A Neophyte's LME Dinner

Updated: Jan 17, 2023

This article was written by David Gaddes. All views and opinions are strictly his own.


The LME Dinner week is fast approaching and as I recently began populating my diary I thought about the event and the times I have attended. Oh my, how it has changed. I have many stories, many not fit for print, but I thought it would be fun to share with you the night of my first LME Dinner. 

That would have been 1971 or thereabouts. If it was ’71, I was 18 years old with no real exposure to the event at all. I was employed by a company called Entores Limited, an international metal merchant and LME Ring Dealing member. I had left the accounts department and become a shipping clerk. I had noticed in the previous 2 years that there was a week every October when the office was full of visitors and it was because of the LME Dinner, but I was too junior fully to understand the importance of it. I never expected then one day to be invited to it, and certainly not that year.

It was late morning on the day of that dinner and I think I was struggling to negotiate a Moscow Narodny Bank letter of credit for a sizeable shipment of pig lead, all of it ex LME warehouses lifted from the clearing with the warrants cancelled the previous week. I was certainly struggling with something as I was in the middle of my shipping apprenticeship. The vessel declared by the Russian buyer was late. It always was. As I studied the bills of lading, I felt a tap on the shoulder and as I turned I saw my Commercial Director standing there. He had in his hand a bunch of pound notes which he held out for me to take. Puzzled I took them. 
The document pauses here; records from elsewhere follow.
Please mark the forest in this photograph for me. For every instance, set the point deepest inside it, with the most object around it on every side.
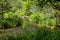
(29, 19)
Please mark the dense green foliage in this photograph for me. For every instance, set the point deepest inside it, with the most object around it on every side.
(41, 16)
(34, 11)
(38, 34)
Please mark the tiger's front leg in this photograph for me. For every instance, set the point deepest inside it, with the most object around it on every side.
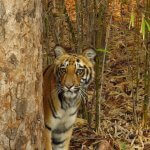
(61, 141)
(47, 139)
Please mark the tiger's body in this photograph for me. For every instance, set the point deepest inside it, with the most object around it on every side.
(65, 83)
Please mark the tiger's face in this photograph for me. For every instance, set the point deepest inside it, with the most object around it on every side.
(74, 72)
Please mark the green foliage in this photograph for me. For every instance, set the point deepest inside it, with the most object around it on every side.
(102, 50)
(145, 26)
(123, 146)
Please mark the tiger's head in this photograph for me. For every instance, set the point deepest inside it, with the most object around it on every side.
(73, 72)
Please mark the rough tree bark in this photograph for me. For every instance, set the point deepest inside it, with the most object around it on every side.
(21, 119)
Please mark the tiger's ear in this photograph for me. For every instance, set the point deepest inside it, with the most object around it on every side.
(90, 54)
(59, 51)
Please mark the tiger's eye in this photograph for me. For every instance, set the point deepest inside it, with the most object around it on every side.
(80, 71)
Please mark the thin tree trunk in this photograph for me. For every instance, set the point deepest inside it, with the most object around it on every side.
(21, 119)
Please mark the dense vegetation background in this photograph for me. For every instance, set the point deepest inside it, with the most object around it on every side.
(116, 113)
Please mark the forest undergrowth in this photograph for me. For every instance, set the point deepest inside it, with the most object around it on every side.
(120, 130)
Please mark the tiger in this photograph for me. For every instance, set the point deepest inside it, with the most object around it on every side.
(65, 83)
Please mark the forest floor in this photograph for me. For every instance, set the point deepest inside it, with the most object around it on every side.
(121, 129)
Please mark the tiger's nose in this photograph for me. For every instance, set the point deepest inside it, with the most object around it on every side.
(69, 86)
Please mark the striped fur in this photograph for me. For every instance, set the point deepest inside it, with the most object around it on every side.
(65, 83)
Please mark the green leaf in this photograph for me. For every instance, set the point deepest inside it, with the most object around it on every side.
(148, 26)
(102, 50)
(132, 20)
(143, 27)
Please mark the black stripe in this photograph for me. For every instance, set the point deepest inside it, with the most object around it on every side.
(74, 113)
(57, 142)
(60, 99)
(53, 111)
(49, 128)
(63, 130)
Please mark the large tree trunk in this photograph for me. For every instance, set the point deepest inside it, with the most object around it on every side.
(21, 119)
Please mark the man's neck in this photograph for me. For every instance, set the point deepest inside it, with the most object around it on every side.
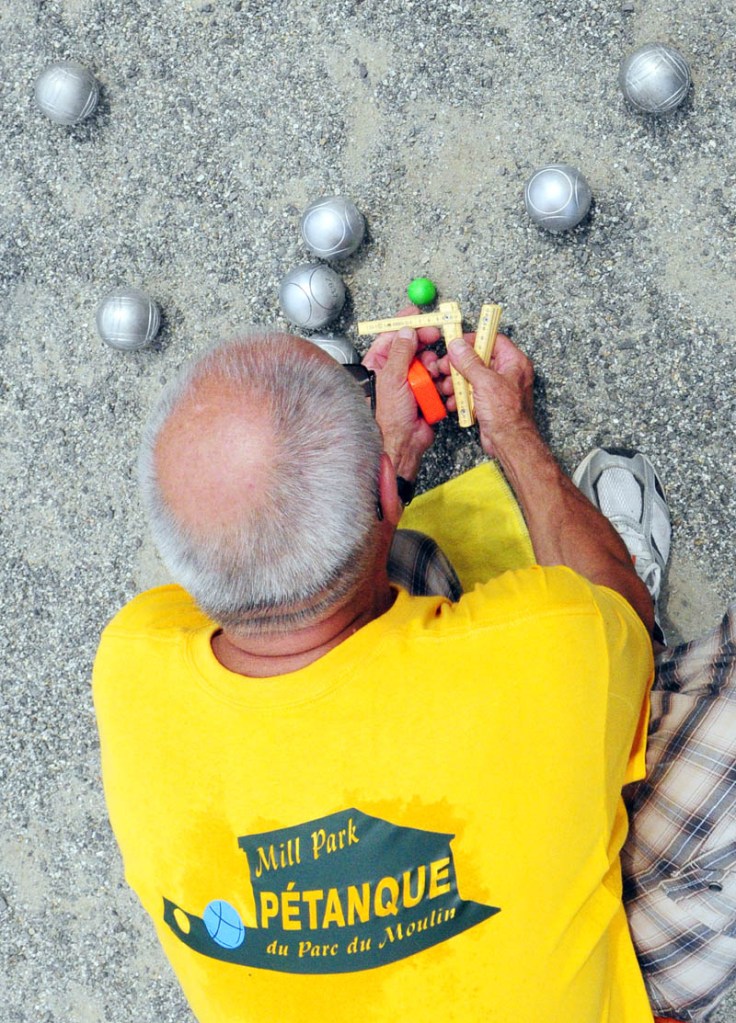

“David. I think it’s high time you attended the LME Dinner so get yourself down to Moss Brothers lunchtime and get fitted out with a dinner suit. You are on my table so I’ll see you at our cocktail party around 6.30. Go see my secretary. She has all the details. You’re booked for one night at the Westbury Hotel. ”

Now I have to say that this was not the only time in our industry when I felt like a million dollars, but I think it was the first. I also felt very nervous. Kipling once wrote that triumph and disaster are both imposters. Experience has taught me he was damn right. Nonetheless I felt triumphant. My boss had also given me a very generous amount of “spending money” for taxis and entertaining. I stared at all the notes with the biggest grin you have ever seen. I got the documents checked with a covering letter and receipt to be signed by Moscow Narodny, gave them to the messenger, and went to get my dinner suit.

The dinner itself was a blur. Well, it would be given the number of gin and tonics I had consumed in our suite beforehand. I don’t remember much about it to be frank, just the chandeliers in the Great Room and the bets on the speeches. At the end of the dinner my boss tapped me on the shoulder once again. This time he had a piece of folded A4 paper. I did not know it when I was invited that morning but I was about to learn the real reason for my invitation. It was not because I was the best shipping clerk in the world and a young man destined for great things. Not at all. Hand written on the piece of paper were some numbers. Against each number was a list of expensive brands of alcohol. In the top right hand corner was the name and address of a night club. It was called the Eve Club. 

“Grab a taxi and get yourself down to the Eve Club now and make sure that each of those tables have the right bottles on them.”

It was only about 10.45 when I arrived at the Eve Club. It was empty apart from around 20 nearly naked ladies. Our guests would not arrive until they had attended the post dinner cocktail parties. When my boss arrived, I had double checked that each table had the right beverages and I was sat with about five of those beautiful ladies in a circular booth drinking champagne. Maybe Kipling was wrong. 

“Everything OK  David ?” shouted my boss as he walked past the table. 

“Everything is perfect boss,” I replied.

I mentioned earlier how the LME Dinner has changed. It has and it had to. However every time I have attended since I fleetingly remember that first night. The spirit of that evening remains with me and I am not talking about the alcohol.